President-elect Donald Trump just appointed Robert Kennedy Jr., an anti-vaccination campaigner, to lead a commission investigating the safety of vaccines, despite medical consensus that vaccines are safe and essential for public health.
Kennedy told reporters he’s agreed, at Trump’s request, to head up a “commission on vaccination safety and scientific integrity,” CBS News reports.
The son of assassinated Attorney General Robert Kennedy, Kennedy Jr. is an attorney who has built a reputation as an environmentalist before getting involved in the anti-vaccination movement.
His appointment isn’t exactly a surprising move: Trump has expressed his skepticism of vaccines several times, most recently during a debate for Republican presidential hopefuls in September 2015.
“You take this little beautiful baby, and you pump…” he said during the debate. “We had so many instances, people that work for me, just the other day, 2 years old, a beautiful child, went to have the vaccine and came back and a week later got a tremendous fever, got very, very sick, now is autistic.”

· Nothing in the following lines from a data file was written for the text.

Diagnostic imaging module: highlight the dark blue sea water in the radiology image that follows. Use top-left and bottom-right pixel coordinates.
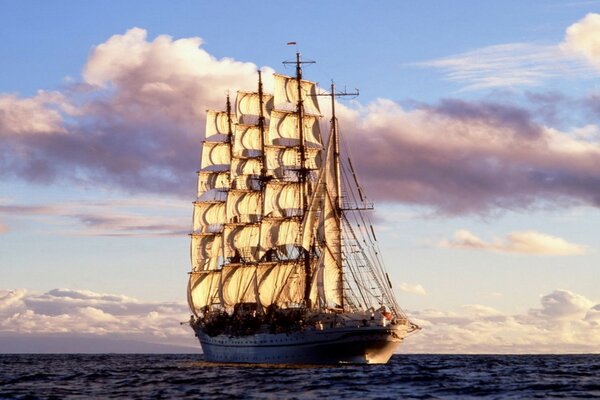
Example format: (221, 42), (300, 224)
(0, 354), (600, 399)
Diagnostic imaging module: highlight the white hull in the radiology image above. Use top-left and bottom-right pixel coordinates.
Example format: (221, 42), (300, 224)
(196, 325), (406, 364)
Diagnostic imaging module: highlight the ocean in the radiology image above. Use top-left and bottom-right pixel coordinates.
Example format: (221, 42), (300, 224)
(0, 354), (600, 400)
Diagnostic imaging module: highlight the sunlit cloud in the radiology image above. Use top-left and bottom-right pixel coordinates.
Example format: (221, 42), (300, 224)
(0, 289), (600, 353)
(0, 289), (194, 345)
(401, 289), (600, 354)
(0, 199), (190, 237)
(398, 282), (427, 296)
(440, 230), (587, 256)
(0, 28), (600, 216)
(340, 99), (600, 214)
(417, 43), (590, 91)
(562, 13), (600, 70)
(417, 13), (600, 90)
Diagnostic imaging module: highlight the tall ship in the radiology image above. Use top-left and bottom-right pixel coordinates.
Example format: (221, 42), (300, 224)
(188, 53), (419, 364)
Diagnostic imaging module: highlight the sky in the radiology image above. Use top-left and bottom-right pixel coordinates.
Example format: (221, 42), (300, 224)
(0, 0), (600, 353)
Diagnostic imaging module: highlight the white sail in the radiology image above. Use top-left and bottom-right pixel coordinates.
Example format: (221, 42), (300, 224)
(190, 233), (223, 271)
(221, 265), (256, 308)
(233, 124), (262, 157)
(193, 202), (225, 233)
(188, 271), (221, 315)
(223, 224), (261, 262)
(273, 74), (321, 115)
(265, 111), (321, 148)
(235, 91), (273, 123)
(257, 262), (304, 307)
(264, 181), (302, 217)
(226, 190), (261, 223)
(200, 142), (231, 169)
(260, 218), (300, 255)
(231, 158), (260, 176)
(198, 171), (230, 197)
(265, 146), (321, 178)
(231, 157), (261, 190)
(204, 110), (237, 139)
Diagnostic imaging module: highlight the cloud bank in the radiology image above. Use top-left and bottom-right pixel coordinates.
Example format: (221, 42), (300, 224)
(440, 230), (586, 256)
(402, 289), (600, 354)
(416, 13), (600, 91)
(0, 16), (600, 215)
(0, 289), (600, 353)
(0, 289), (195, 346)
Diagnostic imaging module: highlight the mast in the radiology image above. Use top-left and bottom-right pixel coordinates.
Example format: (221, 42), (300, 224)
(329, 82), (344, 309)
(296, 52), (312, 308)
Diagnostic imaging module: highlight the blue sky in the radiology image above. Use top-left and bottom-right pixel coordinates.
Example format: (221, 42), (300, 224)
(0, 0), (600, 352)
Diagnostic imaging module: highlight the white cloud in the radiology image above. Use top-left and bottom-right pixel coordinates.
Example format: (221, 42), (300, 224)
(562, 13), (600, 68)
(0, 90), (74, 137)
(0, 289), (600, 353)
(0, 198), (191, 237)
(398, 282), (427, 296)
(440, 229), (587, 256)
(401, 290), (600, 353)
(417, 13), (600, 90)
(0, 289), (197, 346)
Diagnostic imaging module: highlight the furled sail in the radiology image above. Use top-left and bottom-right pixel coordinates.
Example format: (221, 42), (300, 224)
(273, 74), (321, 115)
(188, 271), (221, 314)
(191, 233), (223, 271)
(189, 69), (342, 316)
(223, 224), (261, 262)
(266, 111), (321, 148)
(200, 142), (231, 169)
(205, 110), (237, 140)
(236, 91), (273, 123)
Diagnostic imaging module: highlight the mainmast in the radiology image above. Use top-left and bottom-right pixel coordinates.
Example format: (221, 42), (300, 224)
(288, 52), (314, 308)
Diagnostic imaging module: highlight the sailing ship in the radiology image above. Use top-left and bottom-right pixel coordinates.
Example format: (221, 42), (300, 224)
(188, 53), (418, 364)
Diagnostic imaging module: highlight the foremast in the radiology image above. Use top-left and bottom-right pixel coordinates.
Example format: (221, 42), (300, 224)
(188, 55), (330, 315)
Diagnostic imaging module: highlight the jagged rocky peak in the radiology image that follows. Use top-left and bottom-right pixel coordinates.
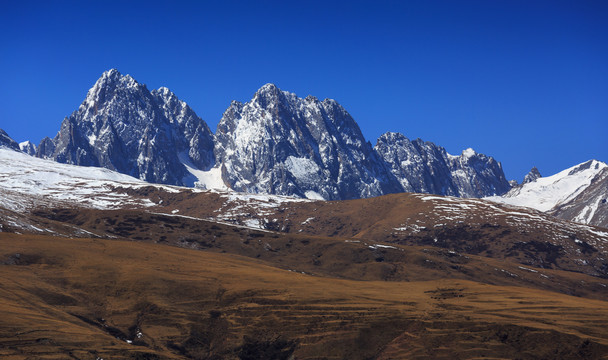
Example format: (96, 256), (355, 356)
(0, 129), (21, 151)
(37, 69), (214, 185)
(19, 140), (37, 156)
(521, 166), (542, 185)
(375, 132), (511, 197)
(215, 84), (400, 200)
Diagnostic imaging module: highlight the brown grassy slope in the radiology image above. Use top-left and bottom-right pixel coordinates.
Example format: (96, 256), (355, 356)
(0, 233), (608, 359)
(150, 193), (608, 278)
(30, 209), (608, 299)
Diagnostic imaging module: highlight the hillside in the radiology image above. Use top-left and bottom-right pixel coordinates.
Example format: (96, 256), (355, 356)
(0, 233), (608, 359)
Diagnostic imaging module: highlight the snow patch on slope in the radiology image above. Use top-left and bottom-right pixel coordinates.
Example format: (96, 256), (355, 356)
(0, 149), (175, 212)
(486, 160), (608, 214)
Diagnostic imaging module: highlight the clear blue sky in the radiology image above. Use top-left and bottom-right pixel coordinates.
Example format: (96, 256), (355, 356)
(0, 0), (608, 181)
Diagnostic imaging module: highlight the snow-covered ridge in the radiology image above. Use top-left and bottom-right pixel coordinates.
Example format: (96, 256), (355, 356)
(0, 148), (173, 213)
(486, 160), (608, 217)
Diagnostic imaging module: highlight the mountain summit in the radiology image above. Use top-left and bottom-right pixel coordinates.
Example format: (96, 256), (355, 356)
(375, 132), (511, 197)
(38, 69), (213, 185)
(29, 69), (510, 200)
(215, 84), (401, 200)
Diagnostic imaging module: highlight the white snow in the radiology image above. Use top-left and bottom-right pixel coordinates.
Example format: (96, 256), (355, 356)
(284, 156), (319, 179)
(485, 160), (608, 214)
(304, 190), (325, 200)
(0, 149), (175, 212)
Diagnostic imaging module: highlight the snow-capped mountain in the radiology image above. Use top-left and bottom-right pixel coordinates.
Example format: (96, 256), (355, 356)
(521, 166), (543, 185)
(19, 140), (37, 156)
(0, 129), (20, 150)
(215, 84), (402, 200)
(19, 69), (509, 200)
(488, 160), (608, 226)
(375, 132), (511, 197)
(37, 69), (213, 185)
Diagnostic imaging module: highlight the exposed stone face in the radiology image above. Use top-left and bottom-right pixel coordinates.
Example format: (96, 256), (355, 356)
(375, 132), (511, 197)
(521, 166), (543, 185)
(29, 69), (510, 200)
(215, 84), (401, 200)
(0, 129), (21, 151)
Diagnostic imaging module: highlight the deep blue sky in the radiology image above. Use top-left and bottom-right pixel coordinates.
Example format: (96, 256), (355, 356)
(0, 0), (608, 181)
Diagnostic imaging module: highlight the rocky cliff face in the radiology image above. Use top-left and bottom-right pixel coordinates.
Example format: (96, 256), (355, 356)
(521, 166), (543, 185)
(37, 69), (213, 185)
(28, 69), (509, 200)
(215, 84), (401, 200)
(375, 132), (511, 197)
(0, 129), (21, 151)
(488, 160), (608, 227)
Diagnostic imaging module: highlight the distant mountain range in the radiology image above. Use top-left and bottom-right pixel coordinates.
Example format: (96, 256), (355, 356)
(0, 69), (608, 226)
(13, 69), (510, 200)
(487, 160), (608, 227)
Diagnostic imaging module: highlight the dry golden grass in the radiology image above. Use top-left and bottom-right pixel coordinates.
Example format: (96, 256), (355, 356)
(0, 233), (608, 359)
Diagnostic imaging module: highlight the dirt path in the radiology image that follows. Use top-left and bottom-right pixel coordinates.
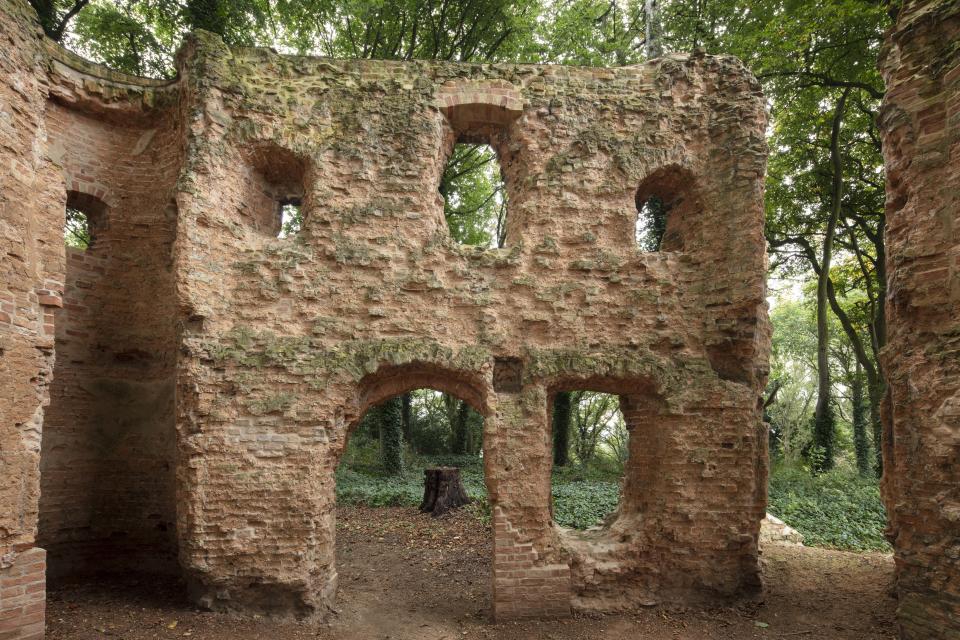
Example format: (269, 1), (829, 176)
(47, 508), (896, 640)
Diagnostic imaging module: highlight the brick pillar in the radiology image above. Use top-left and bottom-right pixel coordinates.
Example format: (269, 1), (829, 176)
(0, 547), (47, 640)
(484, 380), (571, 621)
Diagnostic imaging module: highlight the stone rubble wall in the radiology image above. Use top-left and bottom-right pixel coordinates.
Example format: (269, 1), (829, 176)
(880, 0), (960, 640)
(0, 0), (769, 629)
(177, 35), (769, 618)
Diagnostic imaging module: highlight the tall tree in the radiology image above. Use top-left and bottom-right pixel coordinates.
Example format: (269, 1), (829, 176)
(813, 88), (850, 471)
(553, 391), (571, 467)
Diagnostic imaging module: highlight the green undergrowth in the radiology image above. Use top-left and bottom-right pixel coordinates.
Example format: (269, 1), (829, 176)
(337, 447), (620, 529)
(337, 442), (890, 551)
(767, 466), (890, 551)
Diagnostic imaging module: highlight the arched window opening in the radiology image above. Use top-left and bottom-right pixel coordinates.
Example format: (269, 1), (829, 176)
(277, 198), (303, 238)
(63, 191), (107, 251)
(241, 144), (308, 238)
(550, 389), (629, 529)
(635, 196), (670, 251)
(634, 165), (705, 251)
(439, 143), (507, 249)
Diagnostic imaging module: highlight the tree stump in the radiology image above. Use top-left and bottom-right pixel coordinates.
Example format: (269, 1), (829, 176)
(420, 467), (470, 517)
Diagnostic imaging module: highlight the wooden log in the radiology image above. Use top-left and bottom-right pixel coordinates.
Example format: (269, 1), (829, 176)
(420, 467), (470, 517)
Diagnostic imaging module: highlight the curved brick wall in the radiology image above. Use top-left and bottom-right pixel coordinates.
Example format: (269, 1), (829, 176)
(0, 0), (769, 634)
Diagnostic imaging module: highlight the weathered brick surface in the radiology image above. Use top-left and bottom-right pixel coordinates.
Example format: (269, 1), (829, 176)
(177, 35), (767, 617)
(0, 0), (769, 632)
(880, 0), (960, 640)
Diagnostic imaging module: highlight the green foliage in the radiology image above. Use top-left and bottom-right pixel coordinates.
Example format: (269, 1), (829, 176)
(440, 144), (507, 248)
(537, 0), (645, 67)
(768, 465), (890, 551)
(636, 196), (670, 251)
(63, 207), (93, 249)
(810, 402), (837, 473)
(551, 481), (620, 529)
(553, 391), (570, 467)
(336, 452), (620, 529)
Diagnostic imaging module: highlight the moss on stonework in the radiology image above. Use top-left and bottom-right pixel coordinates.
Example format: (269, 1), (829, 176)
(524, 349), (688, 392)
(195, 330), (492, 385)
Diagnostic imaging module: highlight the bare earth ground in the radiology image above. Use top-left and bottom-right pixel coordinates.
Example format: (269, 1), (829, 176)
(47, 507), (896, 640)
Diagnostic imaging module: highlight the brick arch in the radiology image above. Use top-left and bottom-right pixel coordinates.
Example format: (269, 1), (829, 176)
(348, 362), (492, 432)
(634, 163), (704, 251)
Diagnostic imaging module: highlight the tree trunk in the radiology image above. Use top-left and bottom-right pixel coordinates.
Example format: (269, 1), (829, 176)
(374, 397), (403, 476)
(420, 467), (470, 517)
(553, 391), (570, 467)
(850, 361), (873, 477)
(401, 392), (413, 442)
(813, 89), (850, 471)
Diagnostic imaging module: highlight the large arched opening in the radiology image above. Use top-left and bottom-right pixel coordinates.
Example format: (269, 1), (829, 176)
(335, 365), (493, 637)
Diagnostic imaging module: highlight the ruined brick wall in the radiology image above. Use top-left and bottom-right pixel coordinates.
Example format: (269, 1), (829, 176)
(880, 0), (960, 640)
(0, 0), (769, 632)
(38, 77), (183, 574)
(177, 38), (768, 617)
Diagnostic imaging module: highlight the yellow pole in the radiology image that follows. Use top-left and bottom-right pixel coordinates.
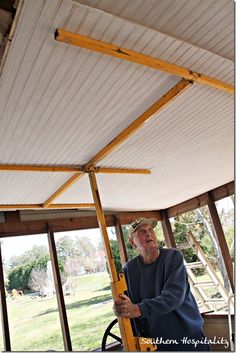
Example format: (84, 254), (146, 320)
(89, 172), (139, 352)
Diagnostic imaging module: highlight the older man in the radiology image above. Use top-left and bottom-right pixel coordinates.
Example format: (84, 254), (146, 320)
(114, 218), (210, 351)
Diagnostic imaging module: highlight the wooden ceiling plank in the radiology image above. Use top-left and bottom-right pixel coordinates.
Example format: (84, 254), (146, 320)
(43, 173), (83, 208)
(0, 164), (83, 173)
(85, 79), (191, 169)
(91, 167), (151, 174)
(55, 28), (234, 94)
(43, 79), (188, 208)
(0, 203), (95, 210)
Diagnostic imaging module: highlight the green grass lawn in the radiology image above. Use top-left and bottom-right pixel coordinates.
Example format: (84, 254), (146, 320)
(0, 273), (118, 351)
(0, 273), (229, 351)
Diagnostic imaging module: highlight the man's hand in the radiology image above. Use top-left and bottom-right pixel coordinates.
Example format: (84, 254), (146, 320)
(113, 294), (141, 319)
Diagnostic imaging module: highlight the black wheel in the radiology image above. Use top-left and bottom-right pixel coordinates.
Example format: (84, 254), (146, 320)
(102, 319), (122, 351)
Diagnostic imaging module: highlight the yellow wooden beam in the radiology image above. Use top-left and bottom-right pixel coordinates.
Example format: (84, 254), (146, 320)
(43, 173), (84, 207)
(0, 164), (151, 174)
(89, 172), (139, 352)
(0, 203), (95, 210)
(85, 79), (191, 169)
(0, 164), (83, 173)
(55, 28), (234, 93)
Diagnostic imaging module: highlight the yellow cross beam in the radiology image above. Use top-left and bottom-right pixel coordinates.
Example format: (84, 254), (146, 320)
(55, 28), (234, 94)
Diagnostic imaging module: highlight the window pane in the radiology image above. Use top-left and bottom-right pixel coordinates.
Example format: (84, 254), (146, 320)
(55, 229), (118, 351)
(216, 195), (234, 262)
(2, 234), (64, 351)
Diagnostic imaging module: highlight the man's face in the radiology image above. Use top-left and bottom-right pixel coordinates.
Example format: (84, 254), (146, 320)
(130, 224), (157, 253)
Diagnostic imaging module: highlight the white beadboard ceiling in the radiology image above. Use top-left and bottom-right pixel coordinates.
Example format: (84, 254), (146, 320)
(78, 0), (234, 60)
(0, 0), (234, 210)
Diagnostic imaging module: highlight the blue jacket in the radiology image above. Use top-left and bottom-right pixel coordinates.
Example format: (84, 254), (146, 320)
(124, 249), (203, 339)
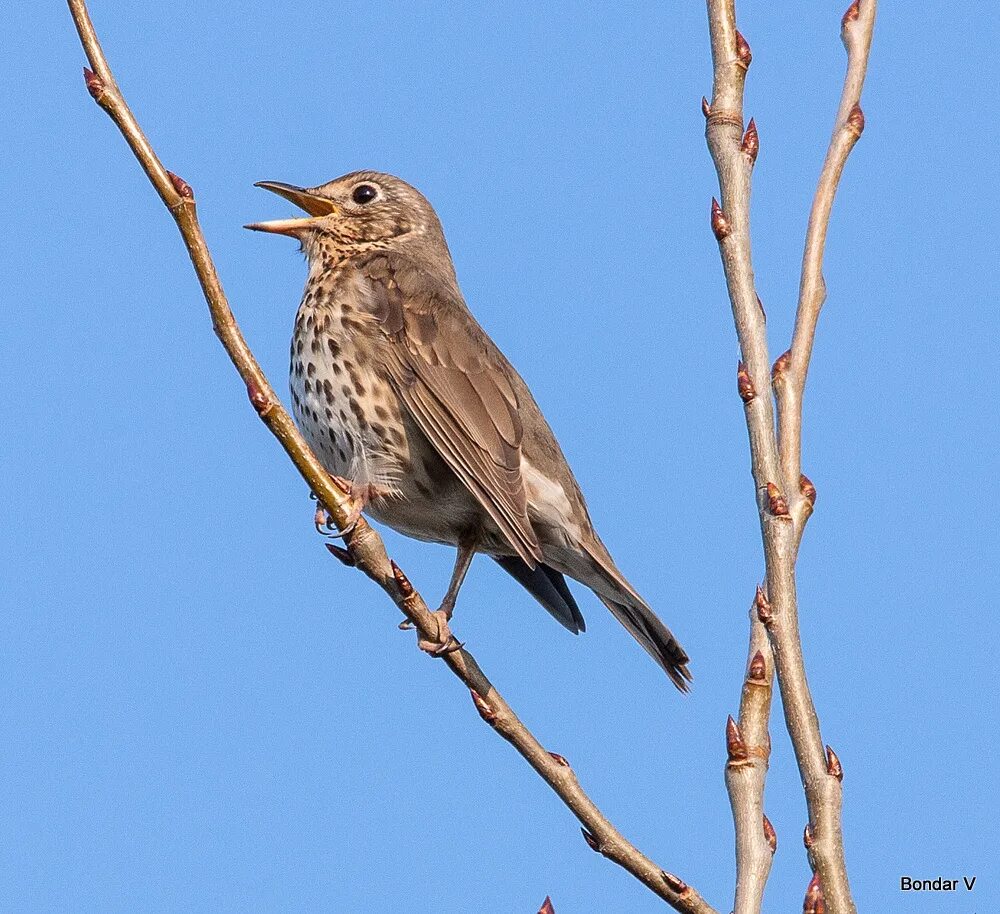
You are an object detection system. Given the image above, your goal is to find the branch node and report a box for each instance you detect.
[799,473,816,505]
[389,559,413,600]
[167,171,194,200]
[83,67,107,102]
[469,689,497,727]
[726,714,750,762]
[767,482,788,517]
[802,873,826,914]
[764,816,778,854]
[736,31,753,70]
[324,543,357,568]
[754,584,771,625]
[660,870,691,895]
[740,118,760,167]
[826,746,844,781]
[712,197,733,242]
[736,362,757,403]
[844,105,865,140]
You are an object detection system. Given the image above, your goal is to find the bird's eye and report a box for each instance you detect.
[351,184,378,206]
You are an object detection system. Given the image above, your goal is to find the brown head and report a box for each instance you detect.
[246,171,444,256]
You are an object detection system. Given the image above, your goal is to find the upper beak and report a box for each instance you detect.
[243,181,340,238]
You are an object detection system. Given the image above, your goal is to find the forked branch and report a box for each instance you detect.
[68,0,717,914]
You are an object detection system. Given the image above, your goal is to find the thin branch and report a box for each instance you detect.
[775,0,878,506]
[68,0,717,914]
[726,588,777,914]
[704,0,875,914]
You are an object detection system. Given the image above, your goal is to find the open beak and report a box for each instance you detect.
[243,181,340,238]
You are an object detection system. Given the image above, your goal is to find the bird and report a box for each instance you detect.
[246,171,692,692]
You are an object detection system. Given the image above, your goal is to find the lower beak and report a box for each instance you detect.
[244,181,339,238]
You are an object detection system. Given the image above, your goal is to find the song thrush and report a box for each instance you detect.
[247,171,691,690]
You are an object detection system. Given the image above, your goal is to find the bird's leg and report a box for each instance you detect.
[313,476,375,539]
[417,535,476,657]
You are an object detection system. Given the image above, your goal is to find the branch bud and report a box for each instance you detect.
[767,482,788,517]
[754,584,771,625]
[846,105,865,139]
[802,873,826,914]
[736,362,757,403]
[83,67,105,102]
[726,714,750,762]
[324,543,356,568]
[389,559,413,600]
[826,746,844,781]
[167,171,194,200]
[764,816,778,854]
[660,870,688,895]
[469,689,497,726]
[712,197,733,241]
[771,349,792,384]
[736,31,753,70]
[740,118,760,165]
[840,0,861,34]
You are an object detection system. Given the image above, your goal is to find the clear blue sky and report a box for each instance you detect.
[0,0,1000,914]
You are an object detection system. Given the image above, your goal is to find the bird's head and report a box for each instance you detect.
[246,171,441,253]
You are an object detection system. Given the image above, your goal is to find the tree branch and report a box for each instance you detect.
[68,0,717,914]
[703,0,876,914]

He also tweeted this in 2014:
Robert Kennedy Jr. told an audience in Sacramento, CA, last year that he thinks “[Pharmaceutical companies] can put anything they want in that vaccine and they have no accountability for it.” He went on to allude to a link between vaccines and autism and to compare vaccinations to the Holocaust–a comment he later apologized for.
“President-elect Trump has some doubts about the current vaccine policies and he has questions about it. His opinion doesn’t matter, but the science does matter and we ought to be reading the science and we ought to be debating the science,” Kennedy told reporters after the meeting
The vast majority of doctors and scientists agree that vaccinations are not harmful, but essential for the health of the entire population, and that as many children as possible should be vaccinated against diseases like Polio, Hepatitis B, Measles, Mumps, and Rubella.
The link between autism and vaccinations emerged from a study by British scientist Andrew Wakefield, which was later discredited and retracted from the journal it was published in.
A measles outbreak in California in 2015, in which at least 159 people were affected, re-ignited the conversation around vaccinations. That state passed a law in the aftermath of that outbreak to get rid of exemptions based on parents’ philosophical disagreement with vaccination.
California, Mississippi, and West Virginia are the only states that don’t provide exemptions for philosophical or religious reasons. Another 17 states provide exemptions for religious and medical reasons, and the rest of the nation allows exemptions for medical, religious, and philosophical reasons.